The findings could pave the way for personalized therapeutic strategies for paediatric OSA patients. OSA in children has been linked to cognitive impairments, but the underlying mechanisms remain poorly understood.
This study analysed exosomes in the blood of children with and without OSA-related cognitive deficits and examined their effects on a 3D blood-brain barrier model.
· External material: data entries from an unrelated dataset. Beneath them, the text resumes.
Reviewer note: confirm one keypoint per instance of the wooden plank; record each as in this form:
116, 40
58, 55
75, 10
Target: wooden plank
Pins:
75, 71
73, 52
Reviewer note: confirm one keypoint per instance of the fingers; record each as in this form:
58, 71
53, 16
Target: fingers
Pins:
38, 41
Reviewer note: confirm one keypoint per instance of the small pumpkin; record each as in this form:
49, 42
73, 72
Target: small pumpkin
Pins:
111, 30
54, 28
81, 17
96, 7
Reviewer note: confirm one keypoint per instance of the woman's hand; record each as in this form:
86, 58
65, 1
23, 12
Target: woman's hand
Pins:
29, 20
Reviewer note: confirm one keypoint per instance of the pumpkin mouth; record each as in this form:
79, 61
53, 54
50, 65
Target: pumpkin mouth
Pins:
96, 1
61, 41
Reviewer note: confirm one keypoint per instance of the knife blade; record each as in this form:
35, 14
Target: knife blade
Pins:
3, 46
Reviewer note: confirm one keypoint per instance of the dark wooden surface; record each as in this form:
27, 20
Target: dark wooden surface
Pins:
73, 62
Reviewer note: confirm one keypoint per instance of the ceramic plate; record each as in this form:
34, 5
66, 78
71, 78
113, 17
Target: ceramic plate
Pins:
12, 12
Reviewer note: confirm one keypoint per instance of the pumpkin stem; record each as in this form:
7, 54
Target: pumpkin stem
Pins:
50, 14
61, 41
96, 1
Researchers categorised 26 children into three groups: healthy controls, OSA patients without cognitive deficits and OSA patients with neurocognitive deficits.
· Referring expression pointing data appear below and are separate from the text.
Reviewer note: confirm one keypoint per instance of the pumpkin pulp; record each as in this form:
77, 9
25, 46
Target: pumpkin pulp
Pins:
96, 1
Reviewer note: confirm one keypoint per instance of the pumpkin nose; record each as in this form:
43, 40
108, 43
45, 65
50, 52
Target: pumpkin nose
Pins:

The study found that exosomes from children with both OSA and neurocognitive deficits disrupted blood-brain barrier (BBB) integrity, leading to reduced trans-endothelial electrical resistance (TEER) and increased permeability.
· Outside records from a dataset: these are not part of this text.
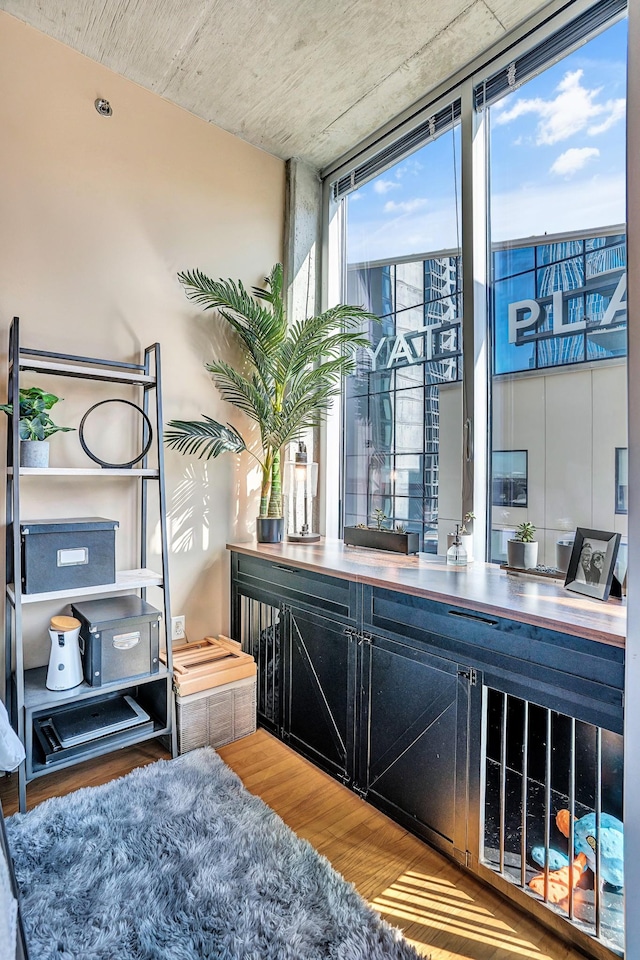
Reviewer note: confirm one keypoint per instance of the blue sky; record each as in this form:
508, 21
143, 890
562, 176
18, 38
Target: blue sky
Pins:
557, 164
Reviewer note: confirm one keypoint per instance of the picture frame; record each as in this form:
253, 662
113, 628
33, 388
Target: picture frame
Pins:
593, 558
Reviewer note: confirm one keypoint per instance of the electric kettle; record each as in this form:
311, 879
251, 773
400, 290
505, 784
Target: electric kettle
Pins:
65, 663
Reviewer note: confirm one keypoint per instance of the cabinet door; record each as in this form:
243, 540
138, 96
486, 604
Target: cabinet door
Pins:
320, 690
413, 745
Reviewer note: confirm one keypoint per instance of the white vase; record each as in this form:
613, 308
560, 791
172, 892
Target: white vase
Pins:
34, 453
466, 539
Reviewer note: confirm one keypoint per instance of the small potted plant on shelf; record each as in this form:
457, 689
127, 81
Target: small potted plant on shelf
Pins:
379, 537
522, 550
35, 426
293, 372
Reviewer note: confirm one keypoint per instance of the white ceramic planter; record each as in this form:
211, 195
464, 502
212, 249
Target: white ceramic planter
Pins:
522, 555
34, 453
466, 539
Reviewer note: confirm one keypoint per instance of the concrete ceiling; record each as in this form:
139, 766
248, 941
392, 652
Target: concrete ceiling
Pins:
298, 78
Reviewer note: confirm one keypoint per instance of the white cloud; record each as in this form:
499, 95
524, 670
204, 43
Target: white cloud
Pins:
405, 206
573, 160
383, 186
571, 111
556, 208
524, 212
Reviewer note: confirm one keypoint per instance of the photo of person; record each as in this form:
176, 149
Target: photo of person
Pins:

Additionally, both OSA groups exhibited increased permeability in neurovascular unit cells within monolayer and microfluidic BBB models, suggesting a broader impact on barrier function.
Further analysis using single-nucleus RNA sequencing (snRNA-seq) identified distinct cellular clusters and signalling pathways associated with different OSA phenotypes, providing deeper insight into the mechanisms underlying neurocognitive dysfunction in affected children.
“This research enhances our understanding of how OSA-related exosomes affect the blood-brain barrier, which may contribute to neurocognitive dysfunction,” said Abdelnaby Khalyfa, professor of biomedical sciences at the Marshall University Joan C. Edwards School of Medicine and corresponding author.
“By integrating advanced sequencing techniques, we can identify potential morbidity-related biomarkers and therapeutic targets for children at risk.”
“This successful collaboration between clinicians, researchers at Marshall, and our bioinformatics team is advancing Precision Medicine,” said Trupti Joshi, lead author and associate professor, University of Missouri.
“Using advanced data analysis, our team uncovered key biological pathways linked to cognitive deficits in children with obstructive sleep apnoea. This breakthrough could lead to personalized treatments for paediatric patients.”
The study underscores the importance of in-depth exosome analysis in fostering our understanding paediatric OSA and opens the door for precision medicine approaches to mitigate cognitive complications.
Future research will focus on development of point-of-care testing with the aim to accurately identify those children who suffer from end-morbidity induced by OSA.